I think I'm making some mistakes in the below, but I'm not sure where. Even if there are mistakes, I'm thinking there might not be any practical point to it, but I'm curious.

I think it's possible to find the slope of a tangent line without using limits in some cases. Further it's possible to generalize the procedure to many common curves. I am having trouble with a proof of this and I'm not sure where I am going wrong.

Proof we can find the slope of a tangent line to a parabola without taking a limit:

1) First we consider a circle. If we know the center of a circle and we know a point on that circle, we know the equation of a line connecting the center to that point. The slope of the line perpendicular to this line is the slope of the tangent line to the circle at that point. So we have already proven the thesis in the case of a circle.

2) A circle is tangent to some other curve if it only intersects that curve at a single point.

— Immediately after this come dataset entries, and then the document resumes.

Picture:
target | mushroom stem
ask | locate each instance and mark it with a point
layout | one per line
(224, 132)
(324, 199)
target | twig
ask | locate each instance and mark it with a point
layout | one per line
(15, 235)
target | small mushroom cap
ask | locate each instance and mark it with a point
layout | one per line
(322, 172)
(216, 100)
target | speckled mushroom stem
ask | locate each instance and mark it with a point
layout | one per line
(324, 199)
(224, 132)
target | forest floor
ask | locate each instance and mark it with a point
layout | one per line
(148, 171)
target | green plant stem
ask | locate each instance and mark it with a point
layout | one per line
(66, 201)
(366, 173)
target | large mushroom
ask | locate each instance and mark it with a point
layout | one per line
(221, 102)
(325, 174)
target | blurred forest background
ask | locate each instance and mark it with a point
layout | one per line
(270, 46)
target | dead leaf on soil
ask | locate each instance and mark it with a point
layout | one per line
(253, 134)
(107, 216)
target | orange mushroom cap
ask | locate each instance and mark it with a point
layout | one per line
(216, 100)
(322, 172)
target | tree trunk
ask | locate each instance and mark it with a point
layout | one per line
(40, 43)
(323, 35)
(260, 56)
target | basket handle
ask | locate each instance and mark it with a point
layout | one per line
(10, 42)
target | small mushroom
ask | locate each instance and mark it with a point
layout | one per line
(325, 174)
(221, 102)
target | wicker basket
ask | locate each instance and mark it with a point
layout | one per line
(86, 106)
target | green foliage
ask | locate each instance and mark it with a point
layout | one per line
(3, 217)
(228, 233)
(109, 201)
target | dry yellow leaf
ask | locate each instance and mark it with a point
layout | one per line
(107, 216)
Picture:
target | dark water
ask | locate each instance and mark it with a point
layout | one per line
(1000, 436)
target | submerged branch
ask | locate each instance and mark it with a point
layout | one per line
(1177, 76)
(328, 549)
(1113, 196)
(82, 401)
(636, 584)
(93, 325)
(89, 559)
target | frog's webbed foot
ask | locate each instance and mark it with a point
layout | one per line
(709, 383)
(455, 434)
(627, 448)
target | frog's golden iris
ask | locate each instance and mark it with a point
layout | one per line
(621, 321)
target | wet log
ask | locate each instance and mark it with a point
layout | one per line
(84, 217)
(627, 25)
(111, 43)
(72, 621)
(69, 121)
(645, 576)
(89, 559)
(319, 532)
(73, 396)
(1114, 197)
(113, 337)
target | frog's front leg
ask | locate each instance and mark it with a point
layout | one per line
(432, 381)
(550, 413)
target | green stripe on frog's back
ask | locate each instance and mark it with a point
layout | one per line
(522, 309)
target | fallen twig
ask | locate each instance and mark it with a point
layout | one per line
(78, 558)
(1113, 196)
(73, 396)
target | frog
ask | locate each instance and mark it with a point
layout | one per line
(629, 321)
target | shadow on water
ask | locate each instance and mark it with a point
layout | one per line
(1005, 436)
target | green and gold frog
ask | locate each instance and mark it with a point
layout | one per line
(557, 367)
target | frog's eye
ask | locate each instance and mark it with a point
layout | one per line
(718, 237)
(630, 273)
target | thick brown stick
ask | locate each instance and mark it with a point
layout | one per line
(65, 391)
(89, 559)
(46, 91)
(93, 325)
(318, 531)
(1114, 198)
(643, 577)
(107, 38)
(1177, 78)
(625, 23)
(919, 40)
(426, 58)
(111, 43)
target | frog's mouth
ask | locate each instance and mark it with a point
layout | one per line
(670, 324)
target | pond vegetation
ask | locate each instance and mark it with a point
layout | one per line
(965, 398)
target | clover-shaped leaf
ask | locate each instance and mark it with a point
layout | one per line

3) A circle can be constructed to be tangent to certain points on certain curves. Tangent circles share tangent lines with the curves to which they are tangent. So the procedure above can find tangents to those curves by constructing the correct tangent circle.


Parabola case: Consider $y=x^2$.

We want a circle such that $(x-a)^2+(x^2-b)^2=r^2$

So: $$x^4+(1-2b)x^2-2ax+(a^2+b^2-r^2)=0$$

We either have 2 complex roots or no real solutions. Assuming we have any real solutions, having a unique one requires that we have a repeated root.

So to find the tangent to the curve at $x_0$ we want to divide the quartic by $(x-x_0)^2$. We'd want to have the remainder terms be zero and the discriminant of the resulting quotient to be negative.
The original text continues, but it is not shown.